Microsoft plugs Windows shortcut hole

Company issues emergency patch for Windows shortcut hole being exploited by fast-spreading virus.

Microsoft

As planned , Microsoft released a fix on Monday for a critical Windows vulnerability that was being exploited by a fast-spreading virus and other malware.

The software patch fixes the way Windows Shell handles shortcut files, which are links to a file represented by an icon and implemented with the .lnk extension. Attackers exploiting the hole could take complete control of the computer, the security advisory said.

An attacker could disseminate a USB or other removable drive with a malicious shortcut file on it and when the target victim opens the drive in Windows Explorer or any other application that parses the icon of the shortcut, the malicious code would execute on the victim's computer. An attacker could also embed malware in a malicious Web site, a remote network share, or in a Microsoft Word document, Microsoft said.
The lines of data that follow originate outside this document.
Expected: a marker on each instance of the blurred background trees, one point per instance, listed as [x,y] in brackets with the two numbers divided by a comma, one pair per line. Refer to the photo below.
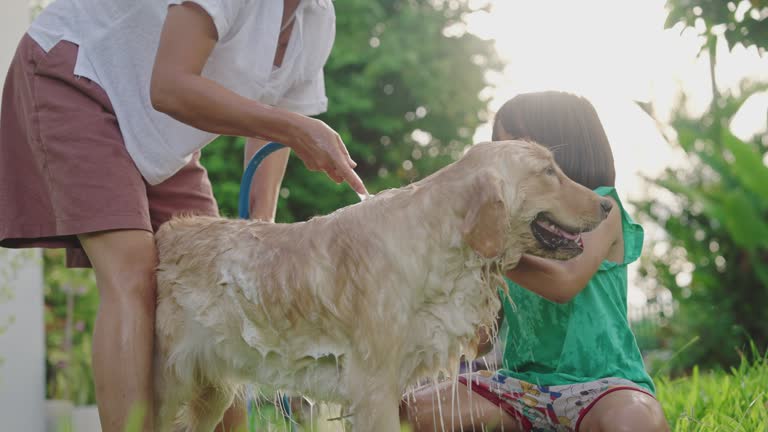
[713,207]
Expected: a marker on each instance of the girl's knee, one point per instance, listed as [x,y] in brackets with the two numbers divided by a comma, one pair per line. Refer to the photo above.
[640,413]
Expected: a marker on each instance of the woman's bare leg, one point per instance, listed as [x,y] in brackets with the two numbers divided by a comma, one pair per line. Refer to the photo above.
[124,262]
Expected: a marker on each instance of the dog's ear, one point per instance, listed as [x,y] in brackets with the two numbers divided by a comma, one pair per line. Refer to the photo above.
[486,219]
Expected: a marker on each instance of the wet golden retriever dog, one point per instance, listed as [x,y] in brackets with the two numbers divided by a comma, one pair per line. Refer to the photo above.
[354,306]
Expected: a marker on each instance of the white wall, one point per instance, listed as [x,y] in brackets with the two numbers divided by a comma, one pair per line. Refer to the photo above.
[22,346]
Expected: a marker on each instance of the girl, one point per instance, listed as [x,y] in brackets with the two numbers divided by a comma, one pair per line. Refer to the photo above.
[570,361]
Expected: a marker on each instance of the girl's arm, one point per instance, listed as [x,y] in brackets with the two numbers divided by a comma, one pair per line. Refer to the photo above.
[178,89]
[561,281]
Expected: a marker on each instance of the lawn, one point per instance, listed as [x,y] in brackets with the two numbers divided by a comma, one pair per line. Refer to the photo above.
[728,401]
[725,401]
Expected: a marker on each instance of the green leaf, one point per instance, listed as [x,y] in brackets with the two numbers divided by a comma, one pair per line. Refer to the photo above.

Originally , the Windows flaw was used to spread the Stuxnet worm via USB drives and it was stealing information from systems running Siemens software used in critical infrastructure companies. Late last week, Microsoft issued a blog post that said there were copycat attacks exploiting the hole, including one involving the Sality.AT virus, which was spreading fast.

The situation was serious enough to prompt Microsoft to release an "out of band" patch instead of wait a week to fix the hole with its next scheduled Patch Tuesday security update, on August 10.

"Symantec is aware of multiple threats leveraging the vulnerability, and attempted exploitations have steadily increased since the security hole first came to light," said Ben Greenbaum, senior research manager for Symantec Security Response. "One such threat is a new variant of Changeup," a highly destructive threat.

The hole affects all versions of Windows including Windows 2000 and Windows XP service pack 2, which are not supported by Microsoft anymore. Customers using those versions need to upgrade to be protected from the attacks.

"So far, most of the exploits using this vulnerability have been targeting SCADA (supervisory control and data acquisition) systems, and these systems typically run on older operating system versions. These older systems are not being patched today," said Andrew Storms, director of security operations for nCircle. "Utility companies that know they cannot upgrade are fully aware their systems contain a public vulnerability that is being exploited. Utility companies and SCADA vendors are probably scrambling to find a resolution to this problem as quickly as possible."